Zidentyfikowano szczątki pięciu polskich żołnierzy poległych na Westerplatte
Szczątki odnalezione podczas prac archeologicznych na Westerplatte odzyskały tożsamość dzięki genetycznym badaniom porównawczym przeprowadzonym przez Zakład Genetyki Sądowej Pomorskiego Uniwersytetu Medycznego w Szczecinie.
W 2019 roku na terenie Westerplatte, podczas badań archeologicznych prowadzonych przez archeologów z Muzeum Westerplatte i Wojny 1939, oddział Muzeum II Wojny Światowej w Gdańsku odnalazł szczątki 9 osób. Głównym założeniem badawczym specjalistów było zlokalizowanie miejsca, gdzie po 7 września 1939 r. pochowano poległych Obrońców Westerplatte. Po ujawnieniu szczątków do prac dołączył prokurator IPN, który powołał do przeprowadzenia badań szczątków Pomorski Uniwersytet Medyczny w Szczecinie. Porównawcze badania genetyczne odbywały się w Zakładzie Genetyki Sądowej PUM.
Identyfikacja pięciu żołnierzy poległych na Westerplatte, dzięki badaniom DNA, to efekt współpracy Muzeum II Wojny Światowej, Instytutu Pamięci Narodowej oraz Pomorskiego Uniwersytetu Medycznego w Szczecinie.
ZIDENTYFIKOWANI:
1. kapral Jan Gębura - poległ w Wartowni nr 5,
2. plutonowy Adolf Petzelt - poległ 2 IX w Wartowni nr 5,
3. kapral Bronisław Perucki - poległ 2 IX w Wartowni nr 5,
4. starszy strzelec Władysław Okrasa - poległ 2 IX w Wartowni nr 5,
5. legionista Józef Kita - poległ 2 IX w Wartowni nr 5.
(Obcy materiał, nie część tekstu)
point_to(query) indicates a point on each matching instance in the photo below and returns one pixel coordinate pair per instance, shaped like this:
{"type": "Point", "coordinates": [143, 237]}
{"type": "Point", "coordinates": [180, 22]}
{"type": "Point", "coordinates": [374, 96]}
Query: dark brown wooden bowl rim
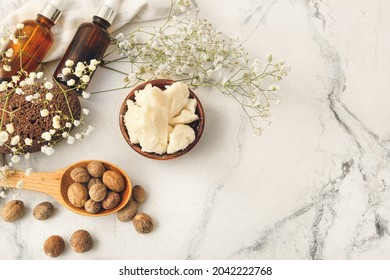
{"type": "Point", "coordinates": [198, 125]}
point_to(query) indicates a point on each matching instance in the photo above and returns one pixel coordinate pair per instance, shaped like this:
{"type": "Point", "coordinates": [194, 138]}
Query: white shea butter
{"type": "Point", "coordinates": [157, 120]}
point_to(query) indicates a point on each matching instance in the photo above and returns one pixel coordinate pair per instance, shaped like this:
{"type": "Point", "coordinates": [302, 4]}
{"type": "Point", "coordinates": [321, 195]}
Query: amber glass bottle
{"type": "Point", "coordinates": [90, 42]}
{"type": "Point", "coordinates": [35, 41]}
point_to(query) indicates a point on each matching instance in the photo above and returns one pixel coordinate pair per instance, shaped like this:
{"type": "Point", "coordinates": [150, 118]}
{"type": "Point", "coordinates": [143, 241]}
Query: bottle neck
{"type": "Point", "coordinates": [101, 22]}
{"type": "Point", "coordinates": [44, 21]}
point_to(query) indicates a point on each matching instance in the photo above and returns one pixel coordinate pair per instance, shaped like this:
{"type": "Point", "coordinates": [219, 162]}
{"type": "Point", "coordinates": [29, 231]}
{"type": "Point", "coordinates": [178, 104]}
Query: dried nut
{"type": "Point", "coordinates": [114, 181]}
{"type": "Point", "coordinates": [43, 211]}
{"type": "Point", "coordinates": [93, 181]}
{"type": "Point", "coordinates": [12, 211]}
{"type": "Point", "coordinates": [143, 223]}
{"type": "Point", "coordinates": [96, 169]}
{"type": "Point", "coordinates": [98, 192]}
{"type": "Point", "coordinates": [92, 207]}
{"type": "Point", "coordinates": [54, 246]}
{"type": "Point", "coordinates": [139, 195]}
{"type": "Point", "coordinates": [77, 194]}
{"type": "Point", "coordinates": [81, 241]}
{"type": "Point", "coordinates": [111, 201]}
{"type": "Point", "coordinates": [80, 175]}
{"type": "Point", "coordinates": [128, 212]}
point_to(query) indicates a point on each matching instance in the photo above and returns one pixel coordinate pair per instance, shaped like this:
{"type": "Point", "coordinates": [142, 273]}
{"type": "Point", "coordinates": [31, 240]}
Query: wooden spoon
{"type": "Point", "coordinates": [57, 183]}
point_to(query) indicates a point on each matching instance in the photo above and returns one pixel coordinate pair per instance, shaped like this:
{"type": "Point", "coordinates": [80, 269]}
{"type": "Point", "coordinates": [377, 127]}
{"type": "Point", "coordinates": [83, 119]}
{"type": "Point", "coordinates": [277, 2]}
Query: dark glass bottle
{"type": "Point", "coordinates": [90, 42]}
{"type": "Point", "coordinates": [35, 43]}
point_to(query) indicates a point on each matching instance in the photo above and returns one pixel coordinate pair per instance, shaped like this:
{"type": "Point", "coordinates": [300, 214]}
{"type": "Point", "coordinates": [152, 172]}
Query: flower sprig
{"type": "Point", "coordinates": [189, 49]}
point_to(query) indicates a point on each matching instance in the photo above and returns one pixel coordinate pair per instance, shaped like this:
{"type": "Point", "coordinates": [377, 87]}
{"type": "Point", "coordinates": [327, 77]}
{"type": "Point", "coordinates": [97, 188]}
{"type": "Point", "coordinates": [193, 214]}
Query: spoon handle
{"type": "Point", "coordinates": [45, 182]}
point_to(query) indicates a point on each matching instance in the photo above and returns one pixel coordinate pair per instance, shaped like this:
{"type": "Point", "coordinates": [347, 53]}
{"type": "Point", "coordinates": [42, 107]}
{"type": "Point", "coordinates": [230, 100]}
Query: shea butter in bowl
{"type": "Point", "coordinates": [161, 119]}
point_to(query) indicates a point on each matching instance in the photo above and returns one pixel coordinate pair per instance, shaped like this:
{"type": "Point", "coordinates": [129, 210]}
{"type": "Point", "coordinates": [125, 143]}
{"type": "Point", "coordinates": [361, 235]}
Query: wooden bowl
{"type": "Point", "coordinates": [197, 125]}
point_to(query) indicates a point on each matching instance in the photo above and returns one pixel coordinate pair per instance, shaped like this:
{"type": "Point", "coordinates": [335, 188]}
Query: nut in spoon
{"type": "Point", "coordinates": [56, 184]}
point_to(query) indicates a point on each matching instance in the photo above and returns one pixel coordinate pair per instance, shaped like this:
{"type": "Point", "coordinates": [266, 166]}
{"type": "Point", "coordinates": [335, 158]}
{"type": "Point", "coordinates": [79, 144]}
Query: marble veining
{"type": "Point", "coordinates": [315, 185]}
- Identyfikacja poległych żołnierzy jest dla nas wyjątkowym wydarzeniem z kilku względów. Są to jedni z pierwszych żołnierzy września zidentyfikowani metodami genetycznymi. To bardzo ważne dla rodzin ofiar, że pamiętamy o nich i skutecznie doprowadzamy do ich odnalezienia oraz identyfikacji. Polska dzięki tym badaniom wchodzi do elitarnego grona Państw takich jak USA czy Wielka Brytania, które to Państwa poszukują i identyfikują swoich poległych mimo przeszło 70 lat od zakończenia II wojny światowej. – mówi dr Andrzej Ossowski kierownik Zakładu Genetyki Sądowej PUM i podkreśla - Dzięki tym pracom pokazujemy, że technologicznie nie odbiegamy dzisiaj od światowych standardów. – dr Ossowski dodaje – Jeżeli chodzi o same badania to należy podkreślić, że jest to proces wyjątkowo skomplikowany i wymagający współpracy wielu instytucji i naukowców. Identyfikacja ofiar współczesnych konfliktów zbrojnych jest trudnym zadaniem i jak pokazują doświadczenia, popełniane są błędy. Tym trudniejsze są sprawy identyfikacji poległych z okresu II wojny światowej. W tym przypadku dzięki wieloletniej pracy pracowników Muzeum II Wojny Światowej wytypowano i założono kilka scenariuszy badawczych do kogo należą szczątki spoczywające w bezimiennych mogiłach znalezionych na Westerplatte. Pracownicy Instytutu Pamięci Narodowej odnaleźli krewnych większości z typowanych żołnierzy i pobrano od nich materiał DNA do badań. Nie było to łatwe zadanie, np. prokurator IPN podjął decyzje o ekshumacji brata jednego z poległych. Dla naszego Zespołu, który na co dzień prowadzi projekt Polskiej Bazy Genetycznej Ofiar Totalitaryzmów, identyfikuje ofiary odnalezione na Powązkowskiej „Łączce” czy na terenie Aresztu śledczego w Białymstoku, możliwość pracy i doprowadzenia do identyfikacja żołnierzy z Westerplatte była ogromnym zaszczytem.
Prace archeologiczne na Westerplatte są pierwszymi w historii półwyspu szerokopłaszczyznowymi badaniami archeologicznymi. Odnalezione w trakcie prac szczątki Obrońców, jak i liczne znaleziska oraz informacje pozyskane w trakcie wcześniejszych etapów badań są bezsprzecznym dowodem konieczności i zasadności prowadzenia prac archeologicznych w tym miejscu, będącym symbolem początku II wojny światowej.